Yes, no "Meat Settings", and many upgrades over the ET-73.

TJ


Tom37 said:


> Glad to hear you sold um fast, sad to hear about not getting more till after x mas.
> 
> BTW.....The mailman brought mine today.
> 
> ...


Hey Tom!

Ain't that thing cool!!!

TJ

Quote:


pandemonium said:


> Todd are they still gonna make the ET-73 or are they discontinuing it?


Gary,

ET-73 still available and I have plenty on-hand.  I'm selling them for $39.99 incl.shipping.

TJ


----------



## retread (Dec 10, 2010)

Mine arrived today.

Thanks, Todd


----------



## pandemonium (Dec 13, 2010)

TJohnson said:


> biteme7951 said:
> 
> 
> > Todd,
> ...




Ok you have plenty but are they still going to make them?


----------



## tjohnson (Dec 14, 2010)

Gary,

I emailed my Rep and Yes, Maverick is still making them.

The ET-73 is still a great thermometer

Todd


----------



## pandemonium (Dec 15, 2010)

TJohnson said:


> Gary,
> 
> I emailed my Rep and Yes, Maverick is still making them.
> 
> ...




Thanks


----------



## Bearcarver (Dec 15, 2010)

TJohnson said:


> Gary,
> 
> I emailed my Rep and Yes, Maverick is still making them.
> 
> ...


Yup, like Todd said---The ET-73 is great!

The only weakness the one I have has is shooting through my steel front door, and the only place I have near my chair in the living room puts that steel door between my chair & my MES 40. My MES 40 remote control doesn't have that problem. I understand the new ET-732 doesn't have that problem either.

My choices:

Move my chair, TV, and my lazy butt to other places.

Get an ET-732. *******

Hmmmm,

Bear


----------



## venture (Dec 15, 2010)

After reading all the mixed reviews on the ET 73, I have been holding off until something better came along at a reasonable price.  Could this be it?  I will be watching for further reviews on this product.  Thanks, Todd.


----------



## smokeon (Dec 16, 2010)

biteme7951 said:


> Todd,
> 
> Is this a straight forward remote thermometer?  I mean all the thermometers I have found have all the goofy settings for lamb, beef, turkey, and are just a pain to use. If the maverick just gives me temperatures it is perfect and I will have to get one sometime when I have to reload on your smoker dust.

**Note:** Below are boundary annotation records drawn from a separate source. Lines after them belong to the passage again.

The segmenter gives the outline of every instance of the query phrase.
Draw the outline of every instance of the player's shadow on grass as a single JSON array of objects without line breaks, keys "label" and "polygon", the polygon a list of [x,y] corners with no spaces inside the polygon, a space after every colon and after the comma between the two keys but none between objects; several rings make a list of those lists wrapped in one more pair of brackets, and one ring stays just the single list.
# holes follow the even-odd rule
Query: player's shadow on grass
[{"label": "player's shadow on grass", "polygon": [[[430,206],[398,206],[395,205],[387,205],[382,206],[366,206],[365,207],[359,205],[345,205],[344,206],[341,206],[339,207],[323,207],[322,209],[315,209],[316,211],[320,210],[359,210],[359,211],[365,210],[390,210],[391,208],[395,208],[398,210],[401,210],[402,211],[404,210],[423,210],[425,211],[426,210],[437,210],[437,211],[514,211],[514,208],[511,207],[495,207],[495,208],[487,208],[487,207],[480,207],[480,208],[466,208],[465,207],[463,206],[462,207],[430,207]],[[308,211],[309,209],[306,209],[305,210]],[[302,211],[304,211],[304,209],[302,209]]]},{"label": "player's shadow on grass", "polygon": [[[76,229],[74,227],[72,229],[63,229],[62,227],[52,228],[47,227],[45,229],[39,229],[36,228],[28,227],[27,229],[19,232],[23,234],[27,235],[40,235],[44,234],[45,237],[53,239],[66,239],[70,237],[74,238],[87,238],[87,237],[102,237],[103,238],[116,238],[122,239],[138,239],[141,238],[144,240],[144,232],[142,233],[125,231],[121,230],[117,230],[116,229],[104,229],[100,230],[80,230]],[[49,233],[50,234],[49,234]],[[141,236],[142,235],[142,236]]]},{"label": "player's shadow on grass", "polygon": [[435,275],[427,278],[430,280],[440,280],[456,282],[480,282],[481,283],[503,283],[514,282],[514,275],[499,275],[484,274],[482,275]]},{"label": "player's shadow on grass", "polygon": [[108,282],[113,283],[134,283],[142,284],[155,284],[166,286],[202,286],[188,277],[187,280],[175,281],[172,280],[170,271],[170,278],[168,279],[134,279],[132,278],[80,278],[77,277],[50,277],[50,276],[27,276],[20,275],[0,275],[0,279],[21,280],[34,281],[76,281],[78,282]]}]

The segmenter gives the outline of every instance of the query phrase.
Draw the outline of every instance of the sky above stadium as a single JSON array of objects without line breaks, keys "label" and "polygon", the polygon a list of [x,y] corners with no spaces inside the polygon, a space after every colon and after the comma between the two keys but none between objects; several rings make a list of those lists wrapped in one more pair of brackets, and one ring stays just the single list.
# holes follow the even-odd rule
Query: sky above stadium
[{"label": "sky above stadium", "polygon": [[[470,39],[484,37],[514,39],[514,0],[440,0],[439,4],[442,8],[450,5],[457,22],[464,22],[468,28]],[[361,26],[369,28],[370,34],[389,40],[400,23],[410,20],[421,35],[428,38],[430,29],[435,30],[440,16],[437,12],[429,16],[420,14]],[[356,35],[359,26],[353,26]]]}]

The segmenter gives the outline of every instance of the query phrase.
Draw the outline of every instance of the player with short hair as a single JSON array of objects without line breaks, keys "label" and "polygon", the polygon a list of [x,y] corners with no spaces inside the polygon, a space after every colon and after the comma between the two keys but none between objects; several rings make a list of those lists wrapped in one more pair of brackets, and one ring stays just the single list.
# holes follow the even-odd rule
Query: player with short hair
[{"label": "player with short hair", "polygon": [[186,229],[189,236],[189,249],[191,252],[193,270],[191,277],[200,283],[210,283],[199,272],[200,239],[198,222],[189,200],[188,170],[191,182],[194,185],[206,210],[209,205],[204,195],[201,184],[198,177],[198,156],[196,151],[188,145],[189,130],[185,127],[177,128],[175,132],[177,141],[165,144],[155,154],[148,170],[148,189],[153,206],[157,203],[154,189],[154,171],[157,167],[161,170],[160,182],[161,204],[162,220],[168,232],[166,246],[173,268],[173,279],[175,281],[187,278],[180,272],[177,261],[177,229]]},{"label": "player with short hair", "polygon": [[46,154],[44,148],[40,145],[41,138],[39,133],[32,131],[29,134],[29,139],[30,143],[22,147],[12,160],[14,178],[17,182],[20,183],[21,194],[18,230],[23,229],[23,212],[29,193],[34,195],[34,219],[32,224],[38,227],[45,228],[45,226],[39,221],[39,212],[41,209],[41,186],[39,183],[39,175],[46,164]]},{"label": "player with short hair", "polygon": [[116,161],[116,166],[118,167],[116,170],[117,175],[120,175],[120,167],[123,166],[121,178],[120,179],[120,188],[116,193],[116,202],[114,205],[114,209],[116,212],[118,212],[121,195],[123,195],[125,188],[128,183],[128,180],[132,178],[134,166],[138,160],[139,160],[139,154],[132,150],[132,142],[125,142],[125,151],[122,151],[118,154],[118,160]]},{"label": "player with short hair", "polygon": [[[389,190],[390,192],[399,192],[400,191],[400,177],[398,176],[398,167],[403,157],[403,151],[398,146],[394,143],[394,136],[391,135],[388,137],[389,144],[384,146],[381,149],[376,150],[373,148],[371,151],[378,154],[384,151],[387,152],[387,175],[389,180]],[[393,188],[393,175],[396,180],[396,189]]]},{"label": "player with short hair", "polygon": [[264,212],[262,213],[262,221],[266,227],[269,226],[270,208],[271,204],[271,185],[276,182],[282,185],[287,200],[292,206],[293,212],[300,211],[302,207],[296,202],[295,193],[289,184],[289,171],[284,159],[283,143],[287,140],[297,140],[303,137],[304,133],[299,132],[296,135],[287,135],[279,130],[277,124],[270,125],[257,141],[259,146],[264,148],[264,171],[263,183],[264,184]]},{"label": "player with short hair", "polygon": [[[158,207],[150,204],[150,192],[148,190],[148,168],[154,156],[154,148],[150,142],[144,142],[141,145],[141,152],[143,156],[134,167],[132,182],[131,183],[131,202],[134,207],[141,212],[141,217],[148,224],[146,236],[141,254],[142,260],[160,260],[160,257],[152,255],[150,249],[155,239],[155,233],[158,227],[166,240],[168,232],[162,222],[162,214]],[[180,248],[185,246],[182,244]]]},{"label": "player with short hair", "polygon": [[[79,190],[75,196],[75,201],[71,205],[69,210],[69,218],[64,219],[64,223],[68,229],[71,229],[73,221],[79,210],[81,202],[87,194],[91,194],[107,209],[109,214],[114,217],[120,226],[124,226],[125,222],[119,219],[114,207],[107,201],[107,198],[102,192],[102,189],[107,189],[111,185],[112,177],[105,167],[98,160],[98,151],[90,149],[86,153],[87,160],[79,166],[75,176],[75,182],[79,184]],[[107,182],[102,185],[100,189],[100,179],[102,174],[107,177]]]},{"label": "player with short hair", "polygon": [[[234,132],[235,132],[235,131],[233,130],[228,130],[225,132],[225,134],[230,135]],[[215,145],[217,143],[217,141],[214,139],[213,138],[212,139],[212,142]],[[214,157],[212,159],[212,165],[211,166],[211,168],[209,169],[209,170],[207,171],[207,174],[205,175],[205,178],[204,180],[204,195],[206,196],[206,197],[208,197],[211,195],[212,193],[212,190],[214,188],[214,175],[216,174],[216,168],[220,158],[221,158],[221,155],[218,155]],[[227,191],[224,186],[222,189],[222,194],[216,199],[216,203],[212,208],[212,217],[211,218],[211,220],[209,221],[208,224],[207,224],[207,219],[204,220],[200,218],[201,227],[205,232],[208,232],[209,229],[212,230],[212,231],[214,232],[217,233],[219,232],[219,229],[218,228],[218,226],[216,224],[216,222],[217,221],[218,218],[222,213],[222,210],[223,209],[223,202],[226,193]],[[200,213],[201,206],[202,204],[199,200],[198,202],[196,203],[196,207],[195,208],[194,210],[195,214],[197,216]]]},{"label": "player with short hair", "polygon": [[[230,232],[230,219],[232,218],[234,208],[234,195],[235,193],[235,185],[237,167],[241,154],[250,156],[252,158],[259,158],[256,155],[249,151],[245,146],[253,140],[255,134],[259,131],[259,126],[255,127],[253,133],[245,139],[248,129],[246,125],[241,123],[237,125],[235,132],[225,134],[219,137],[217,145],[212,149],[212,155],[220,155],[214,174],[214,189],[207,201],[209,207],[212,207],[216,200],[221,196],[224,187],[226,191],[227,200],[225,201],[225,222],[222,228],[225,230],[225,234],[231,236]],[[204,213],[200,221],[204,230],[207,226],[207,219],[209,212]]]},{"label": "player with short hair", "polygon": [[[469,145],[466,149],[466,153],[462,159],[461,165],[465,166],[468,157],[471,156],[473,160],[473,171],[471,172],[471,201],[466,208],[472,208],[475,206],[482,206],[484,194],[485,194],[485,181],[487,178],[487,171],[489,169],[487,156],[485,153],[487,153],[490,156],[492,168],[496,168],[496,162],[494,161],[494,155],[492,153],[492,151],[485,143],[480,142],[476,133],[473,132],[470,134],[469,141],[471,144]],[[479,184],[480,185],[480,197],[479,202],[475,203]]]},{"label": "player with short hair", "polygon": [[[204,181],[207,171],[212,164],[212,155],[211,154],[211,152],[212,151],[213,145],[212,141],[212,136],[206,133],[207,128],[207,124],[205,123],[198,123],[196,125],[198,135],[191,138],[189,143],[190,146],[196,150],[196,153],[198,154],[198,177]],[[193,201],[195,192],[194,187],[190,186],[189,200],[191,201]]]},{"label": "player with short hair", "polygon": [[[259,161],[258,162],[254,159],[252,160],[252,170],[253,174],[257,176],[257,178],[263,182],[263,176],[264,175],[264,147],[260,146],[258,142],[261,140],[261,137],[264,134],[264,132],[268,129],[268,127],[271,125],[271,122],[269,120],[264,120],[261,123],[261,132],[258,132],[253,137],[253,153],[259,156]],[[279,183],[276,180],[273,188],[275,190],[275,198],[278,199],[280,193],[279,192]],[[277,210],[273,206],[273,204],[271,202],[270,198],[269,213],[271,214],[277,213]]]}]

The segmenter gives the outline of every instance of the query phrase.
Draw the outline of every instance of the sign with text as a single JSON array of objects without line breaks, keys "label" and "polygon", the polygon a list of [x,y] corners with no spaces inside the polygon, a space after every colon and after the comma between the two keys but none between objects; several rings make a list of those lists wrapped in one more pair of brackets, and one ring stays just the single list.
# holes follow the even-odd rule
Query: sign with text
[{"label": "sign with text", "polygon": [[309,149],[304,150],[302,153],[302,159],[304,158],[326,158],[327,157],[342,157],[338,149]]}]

I see that Todd alreay responded.  I'd like to add to his post.

The 2 Maverick Models, ET-73 and ET-732 are awesome tools for us smokers.  The reason is the two temperature probes AND the alarm settings.  The dedicated pit probe has 2 alarms ( too high and too low).  This is what those of us cooking with wood/charcoal need because the fire can be out of spec either way.  This thermometer will tell you for both conditions.  A regular oven thermometer will only have 1 alarm setting.   The Maverick meat probe does only have one setting, but that's all you need to know it's done.   Also, the Mavericks have a timer built in with an alarm.  Very useful to remind you to add wood/charcoal or to baste/mop.   The timer can either count down from a set value or count up.  If a value is set, it will count down to the alarm and then start counting up automatically.  That way you know how overdue you are from the alarm.

The 732 incorporates most of the critical functions that we users wanted from the 73.  1, better range and 2, a tell-tale to indicate if the receiver is not talking to the transmitter.  That's the biggest shortcoming of the 73 is that if it's out of range, it simply displays the last known temp readings.  You might think the smoker is cooking along nicely and the pit temp is way off.

That being said, Todd is right, the 73 is STILL a great instrument.

I don't know this for sure, but it's my guess that the revised model number came from the idea "ET-73, version 2"  -----> ET-732.


----------



## paulk (Dec 26, 2010)

When will you be getting more in?


----------